Friday, April 08, 2005

Suffer the Cinema Hipsters

The warning currently racing through the Los Angeles Cinema Hipster Community is that under no circumstance should you engage in a conversation about movies with Latigo Flint's relatively trusty sidekick, Kid Relish. They say the best-case scenario is you'll emerge annoyed beyond belief. Worst case - well this is Kid Relish we're talking about, so naturally worst case is a vicious beatdown.

There's a lot of hysteria and myth swirling around right now, but if you take the time to wade through it all, certain trends emerge:

1) Kid Relish seems to enjoy insisting that Henry Ford invented the motion picture camera. He's more than willing to come to blows over it.

2) Apparently Kid Relish says "Rosie Perez" when he means "Diane Lane", and vice versa. If you correct him, he kicks you in the shin.

3) It's next to impossible to state any sort of cinema related opinion without Kid Relish wholeheartedly disagreeing and then referencing some aspect of Bushwacked, with Daniel Stern, as proof of his opinion's validity. Rebuttals lead to violence.

4) Kid Relish has memorized the names of thousands of bit part and character actors, and whenever he talks about a movie he continually refers to it as theirs.
Overheard example: "Bitch, please, I can't believe that the Larenz Tate film didn't win for Best Picture this year. I mean, yeah, the Jay Baruchel boxing movie was well directed and acted and shit, but come on - after everything Ray Charles went through and then on top of it all, him dying and shit. Think about it, right? How the hell do you not give the Best Picture Oscar to Larenz Tate's Ray?!"

If you frown or look even slightly confused while he's speaking, he lights his drink on fire and throws it at you.

5) Details are sketchy on this one, but apparently Kid has devised a complicated argument trap that ultimately ends with you admitting that Denzel Washington is a racist because he never acted in a movie with Kiefer Sutherland.
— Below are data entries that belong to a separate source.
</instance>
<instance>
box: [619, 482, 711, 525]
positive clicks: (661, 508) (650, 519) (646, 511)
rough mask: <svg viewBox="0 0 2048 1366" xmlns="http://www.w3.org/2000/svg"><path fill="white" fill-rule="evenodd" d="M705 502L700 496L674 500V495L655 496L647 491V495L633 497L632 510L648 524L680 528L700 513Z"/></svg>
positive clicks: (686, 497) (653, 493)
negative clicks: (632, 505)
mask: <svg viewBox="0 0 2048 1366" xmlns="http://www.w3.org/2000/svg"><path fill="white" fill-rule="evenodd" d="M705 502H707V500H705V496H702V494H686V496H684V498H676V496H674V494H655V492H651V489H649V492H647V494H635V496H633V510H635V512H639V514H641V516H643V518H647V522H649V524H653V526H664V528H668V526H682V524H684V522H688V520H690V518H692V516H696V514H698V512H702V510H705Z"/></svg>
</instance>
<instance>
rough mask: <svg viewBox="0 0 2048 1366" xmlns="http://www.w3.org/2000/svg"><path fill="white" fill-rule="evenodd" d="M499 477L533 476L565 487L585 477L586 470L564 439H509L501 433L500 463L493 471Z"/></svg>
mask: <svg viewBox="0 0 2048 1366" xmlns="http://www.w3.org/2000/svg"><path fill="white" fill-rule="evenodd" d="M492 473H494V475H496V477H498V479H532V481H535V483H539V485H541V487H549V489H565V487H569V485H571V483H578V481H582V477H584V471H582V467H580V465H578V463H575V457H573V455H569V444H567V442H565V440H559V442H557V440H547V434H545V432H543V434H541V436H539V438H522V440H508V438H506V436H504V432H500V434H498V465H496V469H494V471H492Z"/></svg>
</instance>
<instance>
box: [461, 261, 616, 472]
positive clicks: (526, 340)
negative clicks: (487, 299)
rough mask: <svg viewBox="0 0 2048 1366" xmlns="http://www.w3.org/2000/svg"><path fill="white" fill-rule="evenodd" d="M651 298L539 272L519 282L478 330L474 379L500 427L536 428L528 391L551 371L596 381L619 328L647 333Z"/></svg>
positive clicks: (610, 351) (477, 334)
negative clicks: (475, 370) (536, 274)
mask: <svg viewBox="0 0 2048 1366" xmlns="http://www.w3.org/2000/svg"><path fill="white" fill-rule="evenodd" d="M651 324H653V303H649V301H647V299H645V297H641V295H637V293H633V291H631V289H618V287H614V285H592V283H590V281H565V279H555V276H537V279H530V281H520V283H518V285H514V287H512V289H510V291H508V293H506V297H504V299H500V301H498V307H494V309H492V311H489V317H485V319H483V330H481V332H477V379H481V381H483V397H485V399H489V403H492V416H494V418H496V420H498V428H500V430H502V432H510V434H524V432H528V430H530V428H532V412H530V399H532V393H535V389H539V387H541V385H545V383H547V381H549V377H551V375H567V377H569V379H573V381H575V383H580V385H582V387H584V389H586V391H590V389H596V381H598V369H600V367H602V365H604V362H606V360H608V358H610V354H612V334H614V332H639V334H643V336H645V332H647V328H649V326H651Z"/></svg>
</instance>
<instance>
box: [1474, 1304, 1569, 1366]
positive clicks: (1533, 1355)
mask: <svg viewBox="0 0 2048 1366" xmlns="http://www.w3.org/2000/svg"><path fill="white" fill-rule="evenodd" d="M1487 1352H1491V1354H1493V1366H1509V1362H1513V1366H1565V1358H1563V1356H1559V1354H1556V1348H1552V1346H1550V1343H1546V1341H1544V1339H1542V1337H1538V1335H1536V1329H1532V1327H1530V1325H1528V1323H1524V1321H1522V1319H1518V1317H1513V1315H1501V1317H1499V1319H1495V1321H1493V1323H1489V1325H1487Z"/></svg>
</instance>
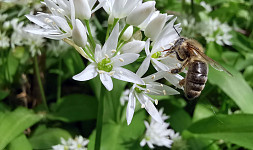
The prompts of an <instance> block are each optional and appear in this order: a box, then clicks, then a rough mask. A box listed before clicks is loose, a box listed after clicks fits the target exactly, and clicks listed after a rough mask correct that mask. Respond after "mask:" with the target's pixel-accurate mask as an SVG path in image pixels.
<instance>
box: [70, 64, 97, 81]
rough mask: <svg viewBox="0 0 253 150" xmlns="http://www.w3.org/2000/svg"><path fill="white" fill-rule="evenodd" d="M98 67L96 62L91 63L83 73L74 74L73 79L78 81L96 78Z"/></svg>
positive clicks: (89, 79) (86, 68) (96, 75)
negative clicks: (97, 69) (75, 74)
mask: <svg viewBox="0 0 253 150" xmlns="http://www.w3.org/2000/svg"><path fill="white" fill-rule="evenodd" d="M96 68H97V66H96V64H95V63H91V64H90V65H88V66H87V67H86V68H85V69H84V70H83V71H82V72H81V73H79V74H77V75H75V76H73V79H74V80H77V81H87V80H90V79H92V78H95V77H96V76H97V75H98V72H97V70H96Z"/></svg>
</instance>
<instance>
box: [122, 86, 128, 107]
mask: <svg viewBox="0 0 253 150" xmlns="http://www.w3.org/2000/svg"><path fill="white" fill-rule="evenodd" d="M129 93H130V90H129V89H126V90H125V91H124V92H123V93H122V94H121V97H120V104H121V105H122V106H123V105H124V104H125V102H126V101H128V97H129Z"/></svg>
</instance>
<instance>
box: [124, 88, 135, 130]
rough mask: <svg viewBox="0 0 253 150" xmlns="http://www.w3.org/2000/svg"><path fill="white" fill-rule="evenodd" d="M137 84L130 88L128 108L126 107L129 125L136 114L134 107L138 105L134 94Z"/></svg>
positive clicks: (128, 124) (127, 123)
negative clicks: (136, 103)
mask: <svg viewBox="0 0 253 150" xmlns="http://www.w3.org/2000/svg"><path fill="white" fill-rule="evenodd" d="M134 88H135V86H133V87H132V88H131V90H130V93H129V100H128V104H127V109H126V119H127V124H128V125H129V124H130V123H131V121H132V119H133V116H134V109H135V105H136V98H135V96H134V94H133V92H134Z"/></svg>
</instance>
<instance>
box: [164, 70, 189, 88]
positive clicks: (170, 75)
mask: <svg viewBox="0 0 253 150" xmlns="http://www.w3.org/2000/svg"><path fill="white" fill-rule="evenodd" d="M164 78H165V79H166V80H167V81H169V82H170V83H171V84H173V85H174V86H176V87H178V88H181V89H183V87H180V86H179V81H181V80H183V79H184V78H183V77H182V76H181V75H179V74H171V73H168V74H165V76H164Z"/></svg>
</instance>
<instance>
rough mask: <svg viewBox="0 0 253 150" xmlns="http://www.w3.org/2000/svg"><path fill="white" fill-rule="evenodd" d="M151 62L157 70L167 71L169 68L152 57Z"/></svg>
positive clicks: (168, 70)
mask: <svg viewBox="0 0 253 150" xmlns="http://www.w3.org/2000/svg"><path fill="white" fill-rule="evenodd" d="M152 64H153V66H154V67H155V69H156V70H157V71H161V70H163V71H169V70H170V69H169V67H168V66H166V65H165V64H163V63H161V62H160V61H158V60H156V59H154V58H152Z"/></svg>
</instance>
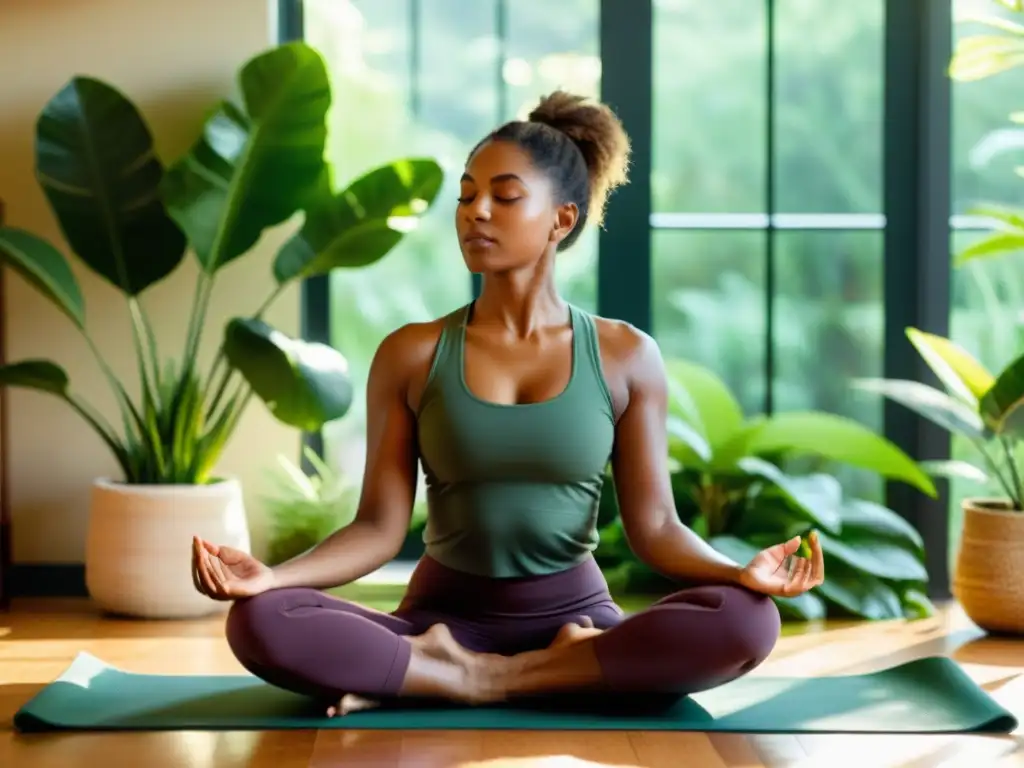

If you later reverse yourself, he overpowers you and makes you repeatedly backhand your date in the face with your own hand.

6) (and most terrifying due to frequency) Whenever anyone happens to ascend the well-worn platform of Keanu Reeves Acting Ability Belittlement, Kid Relish stabs them in the stomach with a letter opener and defecates in the wound.

8 Comments:

At 11:29 PM, Blogger MikeyPDX said...

Ow...my sides...great stuff, Flint-san.

 
At 8:19 AM, Blogger Blog ho said...

Jesus. that pic of Kid Relish made me shit my pants...just nearly. I ripped them off quickly before that could happen.

Now then. Rosie Perez has a nice rack.

Furthermore...I was reading and nodding and agreeing until Keanu R's acting ability. I was all...is it acting ability if there's no acting involved? Please advise, KR.

 
At 9:18 AM, Blogger Noir Muse said...

What does the Kid have to say about "50 First Dates"? The one thing making your profile incongruent is that cute Drew Barrymore flick. I've been wanting to find out more about that for a little while now.

 
At 9:24 PM, Blogger Cindy-Lou said...

I'm glad someone out there is defending poor Keanu.

 
At 11:22 AM, Blogger Zach Pennington said...

DIane Lane could have had a great career as a porn star, given her performance inUnfaithful.

I was going to offer Kiddo a thorough beatdown, but then I got to item #6 and he was almost redeemed by said item. Instead, I'll just whack him once upside the head with my titanium pimpstick and call it a day.

 
At 10:52 PM, Anonymous Anonymous said...

Not for nothing, Latigo Flint, but the Kid might profit from an anger management class.

 
At 12:25 AM, Blogger Latigo Flint said...

And let me guess Kid, you thought Diane Lane was much better than Marisa Tomei in Untamed Heart, right?

Thank you ghost dog.

Yeah Ho, there's something very wrong with The Kid. (He asked me if I knew where you lived by the way. I told him Omaha was in Canada.)

Kid hates it Noir, but he tends to dislike any movie with a happy, romantic ending. Personally I liked it a lot, but then I do have a secret weakness for Rob Schneider.

Amen Cindy-Lou. Last year Kid was at a party and yet another cinema hipster jumped up to present his oh-so-original-opinions on K's acting abilities, or absence thereof, like a hundred thousand cinema hipsters hadn't already done so before. Kid turned to me and whispered, "Next smart guy says that sort of shit, I'm stabbing him with a letter opener." He's been doing it ever since.

Kid wants to know where you bought your titanium pimpstick DMor. He's gone giddy with desire for one - he's like a kid at Christmas.

LBB, You mean as in he could beat them up and steal their wallets while they're still trying to remember the counting and calm breathing technique?

 
At 10:57 AM, Blogger Mo said...

What is Kid's take on Light Sabers? Are they a form of controlled plasma or megnetic energy particles that can only be harnessed by the power of the Force?